Three-quarters of all the women's and children's clothes in America are
made here, though you'd never believe it: outlets are strictly wholesale
with no need to woo customers, and the only clues to the industry inside
are the racks of clothes shunted around on the street and occasional
bins of off cuts that give the area its look of an open-air rummage
sale. Every imaginable button, bow, boa and bangle is on display. The
Garment District can best be reached by taking the #1, #2, #3, #A, #C
and #E to Penn Station or the #N, #R, #Q and #W to Herald Square
Explore Garment District
General Post Office
Immediately west of Penn Station, the General Post Office is a
1913 structure that survived from an era when municipal pride was all
about making statements - though to say that the Post Office is
monumental in the grandest manner still seems to underplay it. The old
joke is that it had to be this big to fit in the sonorous inscription
above the columns - "Neither snow nor rain nor heat nor gloom of night
stays these couriers from the swift completion of their appointed
rounds" - a highly incredible claim.

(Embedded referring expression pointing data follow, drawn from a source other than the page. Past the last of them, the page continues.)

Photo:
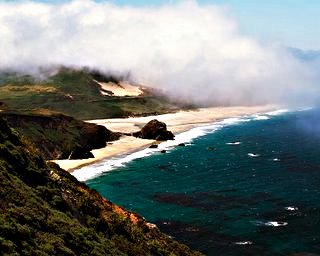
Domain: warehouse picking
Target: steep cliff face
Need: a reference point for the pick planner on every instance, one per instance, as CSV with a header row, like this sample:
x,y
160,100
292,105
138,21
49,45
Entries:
x,y
57,136
46,211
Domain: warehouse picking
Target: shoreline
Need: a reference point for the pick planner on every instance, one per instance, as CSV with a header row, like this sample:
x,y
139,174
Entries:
x,y
178,122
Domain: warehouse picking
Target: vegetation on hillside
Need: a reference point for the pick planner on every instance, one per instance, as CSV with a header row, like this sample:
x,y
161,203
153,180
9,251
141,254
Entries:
x,y
46,211
74,92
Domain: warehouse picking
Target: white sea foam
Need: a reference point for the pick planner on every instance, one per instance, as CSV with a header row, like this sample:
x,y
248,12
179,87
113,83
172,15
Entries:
x,y
96,169
291,208
277,112
261,117
253,155
276,223
270,223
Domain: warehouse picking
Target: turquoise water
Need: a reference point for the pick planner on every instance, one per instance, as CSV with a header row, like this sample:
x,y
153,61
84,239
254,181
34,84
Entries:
x,y
216,198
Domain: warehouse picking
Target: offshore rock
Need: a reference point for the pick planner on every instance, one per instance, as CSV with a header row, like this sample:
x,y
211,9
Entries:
x,y
155,130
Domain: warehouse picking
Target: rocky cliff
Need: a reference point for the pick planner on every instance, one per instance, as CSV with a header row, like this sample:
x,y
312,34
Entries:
x,y
46,211
58,136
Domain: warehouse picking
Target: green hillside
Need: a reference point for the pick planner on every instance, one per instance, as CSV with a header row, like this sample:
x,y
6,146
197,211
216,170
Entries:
x,y
46,211
74,92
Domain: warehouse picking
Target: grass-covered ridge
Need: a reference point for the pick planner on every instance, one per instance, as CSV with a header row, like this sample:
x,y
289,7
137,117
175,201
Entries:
x,y
46,211
76,93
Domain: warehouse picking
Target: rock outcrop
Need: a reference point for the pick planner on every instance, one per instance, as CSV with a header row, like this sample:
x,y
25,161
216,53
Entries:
x,y
155,130
59,136
44,210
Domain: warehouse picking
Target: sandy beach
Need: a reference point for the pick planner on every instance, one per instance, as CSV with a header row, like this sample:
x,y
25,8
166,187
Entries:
x,y
176,122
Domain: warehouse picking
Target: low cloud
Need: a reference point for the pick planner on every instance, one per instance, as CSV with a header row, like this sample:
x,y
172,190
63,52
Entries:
x,y
193,52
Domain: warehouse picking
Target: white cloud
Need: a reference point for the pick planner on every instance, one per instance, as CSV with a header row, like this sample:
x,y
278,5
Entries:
x,y
193,52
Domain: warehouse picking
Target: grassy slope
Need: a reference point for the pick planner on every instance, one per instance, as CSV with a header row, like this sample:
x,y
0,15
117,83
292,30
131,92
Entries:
x,y
74,92
46,211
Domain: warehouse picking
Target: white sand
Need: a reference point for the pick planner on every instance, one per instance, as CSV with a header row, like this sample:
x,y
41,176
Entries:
x,y
176,122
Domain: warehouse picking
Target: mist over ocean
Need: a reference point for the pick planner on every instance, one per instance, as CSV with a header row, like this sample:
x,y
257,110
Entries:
x,y
244,186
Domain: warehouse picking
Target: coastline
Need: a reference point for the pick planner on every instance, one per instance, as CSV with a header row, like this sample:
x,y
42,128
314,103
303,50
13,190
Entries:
x,y
178,122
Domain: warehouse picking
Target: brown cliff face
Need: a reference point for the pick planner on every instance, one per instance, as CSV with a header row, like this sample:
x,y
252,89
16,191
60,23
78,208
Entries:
x,y
45,211
58,136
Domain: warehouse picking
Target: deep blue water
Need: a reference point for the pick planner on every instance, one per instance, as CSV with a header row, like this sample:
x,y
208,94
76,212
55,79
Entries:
x,y
217,199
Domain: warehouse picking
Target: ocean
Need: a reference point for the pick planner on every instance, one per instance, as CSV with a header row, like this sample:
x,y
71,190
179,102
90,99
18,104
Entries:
x,y
242,186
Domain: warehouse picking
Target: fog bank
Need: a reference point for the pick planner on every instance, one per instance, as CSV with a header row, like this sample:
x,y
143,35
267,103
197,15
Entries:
x,y
191,51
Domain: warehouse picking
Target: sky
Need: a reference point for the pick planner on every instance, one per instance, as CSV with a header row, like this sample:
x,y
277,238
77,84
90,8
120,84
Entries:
x,y
236,53
292,23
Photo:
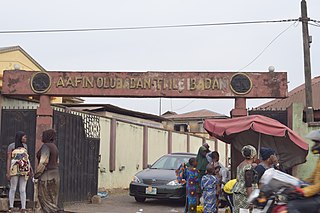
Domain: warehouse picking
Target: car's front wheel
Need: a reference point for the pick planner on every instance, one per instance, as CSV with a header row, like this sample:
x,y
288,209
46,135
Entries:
x,y
140,199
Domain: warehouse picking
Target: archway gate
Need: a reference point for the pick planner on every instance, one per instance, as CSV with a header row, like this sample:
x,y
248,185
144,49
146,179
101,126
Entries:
x,y
238,86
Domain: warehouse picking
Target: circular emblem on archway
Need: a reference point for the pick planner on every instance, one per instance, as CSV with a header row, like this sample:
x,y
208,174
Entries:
x,y
241,84
40,82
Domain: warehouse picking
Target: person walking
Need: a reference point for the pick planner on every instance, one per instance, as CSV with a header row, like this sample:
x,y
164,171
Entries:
x,y
18,169
202,159
209,186
191,176
245,179
269,160
47,173
214,157
227,191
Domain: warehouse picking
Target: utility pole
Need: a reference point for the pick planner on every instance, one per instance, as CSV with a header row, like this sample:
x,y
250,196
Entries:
x,y
160,106
307,63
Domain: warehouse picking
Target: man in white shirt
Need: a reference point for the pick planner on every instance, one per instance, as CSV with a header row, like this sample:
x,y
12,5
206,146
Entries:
x,y
213,157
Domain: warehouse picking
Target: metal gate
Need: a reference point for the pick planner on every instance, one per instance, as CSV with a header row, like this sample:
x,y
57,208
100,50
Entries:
x,y
78,139
13,120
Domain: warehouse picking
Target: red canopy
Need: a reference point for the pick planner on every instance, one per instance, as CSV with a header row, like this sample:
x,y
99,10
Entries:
x,y
260,131
258,123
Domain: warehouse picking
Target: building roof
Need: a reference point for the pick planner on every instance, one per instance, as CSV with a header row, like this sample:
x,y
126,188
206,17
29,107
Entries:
x,y
15,48
114,109
203,113
296,95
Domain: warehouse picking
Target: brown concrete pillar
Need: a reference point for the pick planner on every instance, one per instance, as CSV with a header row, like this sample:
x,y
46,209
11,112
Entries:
x,y
239,111
169,142
44,119
240,108
145,147
188,142
112,154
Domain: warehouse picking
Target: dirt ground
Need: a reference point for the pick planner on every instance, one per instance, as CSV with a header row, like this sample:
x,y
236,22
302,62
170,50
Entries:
x,y
120,201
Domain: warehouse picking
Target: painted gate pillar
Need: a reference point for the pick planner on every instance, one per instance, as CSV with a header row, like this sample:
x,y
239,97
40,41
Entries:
x,y
44,119
240,108
238,111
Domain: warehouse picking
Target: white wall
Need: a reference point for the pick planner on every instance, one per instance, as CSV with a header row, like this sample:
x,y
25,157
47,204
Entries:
x,y
179,142
157,144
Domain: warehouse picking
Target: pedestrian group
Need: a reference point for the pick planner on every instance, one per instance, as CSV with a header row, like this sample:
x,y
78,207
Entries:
x,y
46,176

In early 2001, Fraport AG, a German
architectural firm, won the highly contested and much-delayed contract
to create a new Penn Station for Amtrak in the General Post Office
building, an edifice that will aim to expiate the destruction of the
original structure.
Belying its tawdry reputation as a hideout for the desperate and lonely
in the area, the Port Authority Terminal Building , at 40th
Street and Eighth Avenue, is a spruced-up and efficiently run modern bus
station. Greyhound leaves from here, as do regional services out to the
boroughs, and (should you arrive in the early hours) it's a remarkably
safe place, station staff keeping the winos and weirdos in check.
Incidentally, the station holds an exceptional (if expensive) bowling
alley. To the west of Port Authority, at 330 W 42nd St, is the
McGraw-Hill Building , a greeny-blue radiator built in 1972 that
architects raved over: "proto-jukebox modern," the critic Scully called
it. The lobby should definitely be seen.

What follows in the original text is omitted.